Valerie Fitton-Kane: Challenger Learning Center employees know how to make STEM topics fun, and students absolutely want to come to our camps! Centers are highly creative and make entire weeks themed around robotics, Mars, or other exciting topics, enabling students to use tools and materials they may not have access to at home or school. Further, most camps leverage the simulator in each Challenger Learning Center. That is one experience no other camp can provide: a trip to space!
Kars4Kids: The summer camps are for K-12 learners. What is your approach in regard to teaching STEM to very young children? How does the focus of the lessons you offer change, as students grow older?
Valerie Fitton-Kane: We strongly believe that engaging STEM education needs to start when students are young and curious. Many kids start to get clear about their interests and identity in late elementary and middle school. By high school, students are actively making choices that will influence their career path. Right now, about 50 percent of students decide they do not want to pursue STEM education or STEM careers after 8th grade. If the big picture goal is to build a larger, more diverse STEM workforce and STEM literate society, we must ensure more high school students are interested and engaged in STEM. To broaden the pipeline in high school, we must ensure more students stay open and engaged with STEM through elementary and middle school.
Challenger Center’s simulation-based programming is targeted at 3rd-8th grade students. Many of our Centers have created programs for Pre-K to 2nd grade students. These are very simplified, hands-on programs that involve some aspects of simulation, but do not require the higher-level skills needed to really simulate a complete space mission. Third to 8th grade students are developmentally capable of understanding the bigger picture of a simulated mission with many individuals working together on individual tasks that lead to the achievement of a collective goal.

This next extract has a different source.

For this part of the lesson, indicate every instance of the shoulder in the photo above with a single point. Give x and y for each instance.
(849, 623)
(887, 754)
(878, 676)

Kars4Kids: What’s next for Challenger Center?
Valerie Fitton-Kane: Challenger Center is very focused on growing its reach and deepening its impact on students. We are building new Challenger Learning Centers and growing the distribution of our Classroom Adventures and Virtual Missions programs. We continue to research the impact of our programs and find new ways to make them accessible to the very diverse students in our society. We continue to drum up new ideas for engaging students of all ages in missions that show them new fields of study (e.g., artificial intelligence) and new challenges (e.g., space debris). We believe what we do is unparalleled, and we hope to inspire millions of students in the years to come.